Nina Kudernak gewinnt das Hessische Berufsreiterchampionat Ein Mädchentraum wird Wirklichkeit

Ein eingespieltes Team: Nina Kudernak und Dione alias Doris können sich über einen tollen Erfolg freuen. Foto: zcol

Dreieich (zcol) – Dione steht in der Sonne auf ihrem Paddock auf dem Hofgut Neuhof. Die schöne Fuchsstute genießt den sonnigen Oktobertag sichtlich. Die kleine Auszeit hat sich das Dressurpferd mehr als verdient, schließlich hat es gemeinsam mit seiner Reiterin und Besitzerin Nina Kudernak kürzlich erst das Hessische Berufsreiterchampionat gewonnen. Eine kleine Sensation, denn es war der erste Start der Götzenhainerin bei dieser Prüfung, die ausschließlich den Profis vorbehalten ist.

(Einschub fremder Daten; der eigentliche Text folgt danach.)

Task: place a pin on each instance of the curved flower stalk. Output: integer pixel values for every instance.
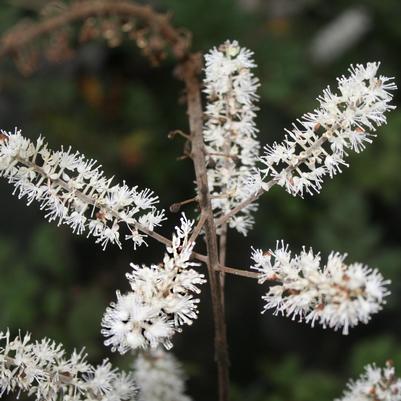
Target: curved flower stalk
(336, 295)
(230, 132)
(74, 191)
(161, 300)
(319, 142)
(375, 384)
(42, 369)
(161, 377)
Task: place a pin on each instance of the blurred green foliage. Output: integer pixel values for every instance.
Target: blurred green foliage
(111, 105)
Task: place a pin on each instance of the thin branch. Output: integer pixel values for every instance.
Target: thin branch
(15, 40)
(198, 228)
(238, 272)
(190, 75)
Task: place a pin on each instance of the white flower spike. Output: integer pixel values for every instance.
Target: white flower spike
(42, 370)
(378, 384)
(336, 295)
(160, 376)
(319, 142)
(161, 300)
(230, 131)
(74, 191)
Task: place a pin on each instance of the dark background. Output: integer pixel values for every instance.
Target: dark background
(111, 105)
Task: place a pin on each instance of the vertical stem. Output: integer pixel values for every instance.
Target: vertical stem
(222, 258)
(194, 104)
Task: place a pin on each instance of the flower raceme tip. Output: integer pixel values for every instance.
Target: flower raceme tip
(73, 190)
(336, 295)
(318, 144)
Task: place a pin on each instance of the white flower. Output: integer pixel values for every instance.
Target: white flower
(41, 370)
(73, 190)
(161, 299)
(230, 131)
(160, 376)
(318, 143)
(336, 295)
(378, 384)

Auf dem großen Dressurviereck in Darmstadt-Kranichstein glänzte Nina Kudernak in beiden Qualifikationsprüfungen und trug mit Dione den Sieg davon.

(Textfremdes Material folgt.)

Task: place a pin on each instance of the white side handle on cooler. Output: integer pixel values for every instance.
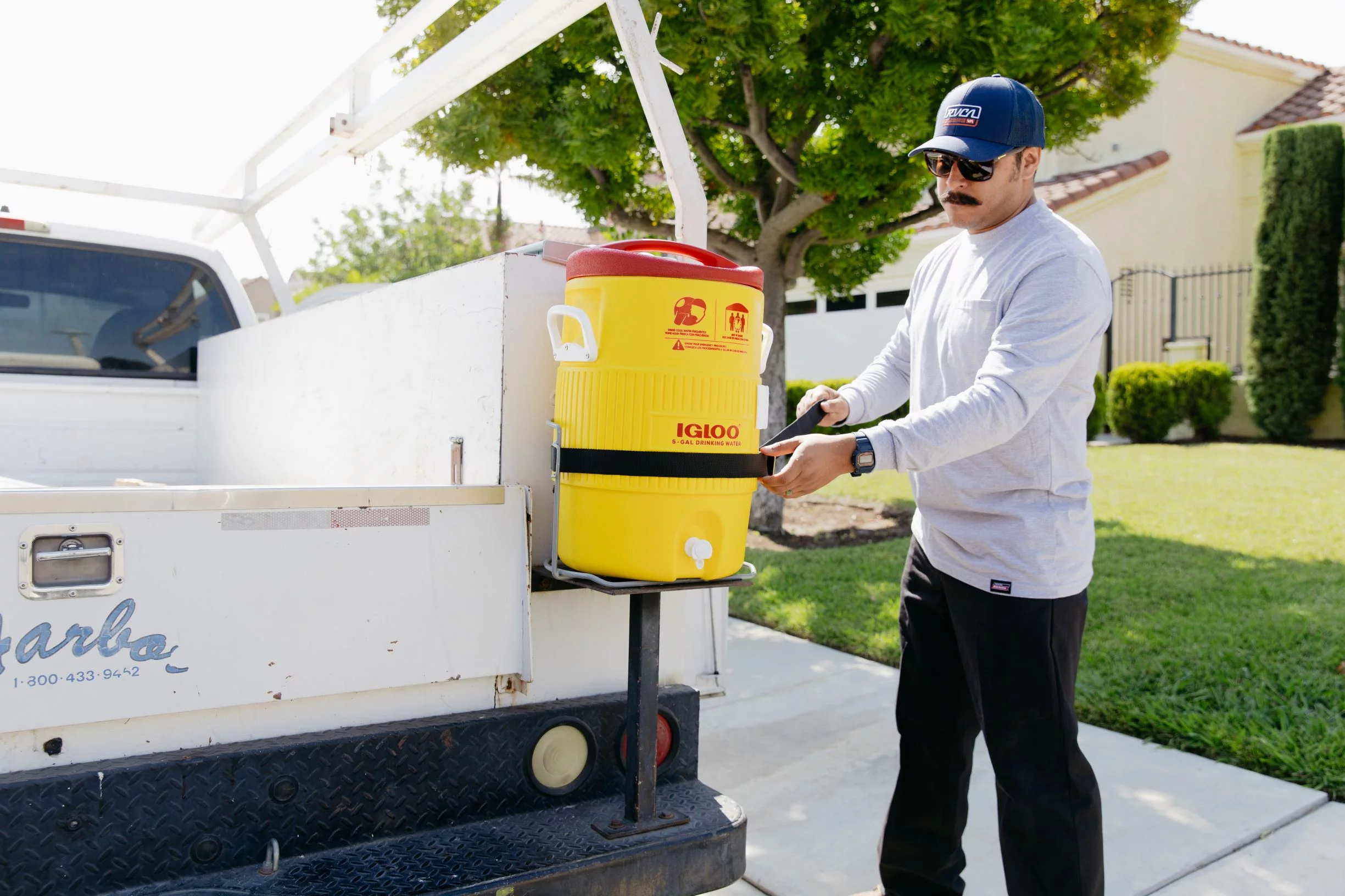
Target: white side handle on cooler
(571, 350)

Das Spannende beim Berufsreiterchampionat ist jedoch das Finale: Die drei besten Reiter aus den Vortagen müssen am dritten Tag mit allen drei Finalpferden ins Prüfungsviereck. Es bleiben nur fünf Minuten Zeit, um sich auf die Pferde der Konkurrenten „einzufühlen“. Eine Herausforderung auch für die Profis. „Aber das ist eine schwere Prüfungsaufgabe und fünf Minuten sind sehr wenig Zeit“, erzählt Nina Kudernak lachend. Letztlich hat sie diese Aufgabenstellung hervorragend gemeistert. Royalito, das Pferd ihres sehr erfahrenen Kollegen Paul Schmid aus Mainz, lag Nina besonders gut. „Von ihm wollte ich am liebsten gar nicht mehr absteigen“, berichtet sie. Catal, der holländische Wallach von Berufsreiter Christian de Brujn aus Ruppertshain, war da schon komplizierter zu reiten. „Das ist mehr ein Männerpferd. Aber mein Ziel war es, mit möglichst wenig Aufwand und fein durch die Prüfung zu kommen, das ist mir dann doch ganz gut gelungen“, so Nina weiter. Die Herren taten sich etwas schwerer mit ihrer Dione. Die Hannoveraner Stute ist empfindlich und wurde mit den ihr unbekannten Herren im Sattel etwas spannig – und so ging Nina bei ihrer Berufsreiter-Championats-Premiere gegen die viel erfahreneren Männer als strahlende Siegerin hervor.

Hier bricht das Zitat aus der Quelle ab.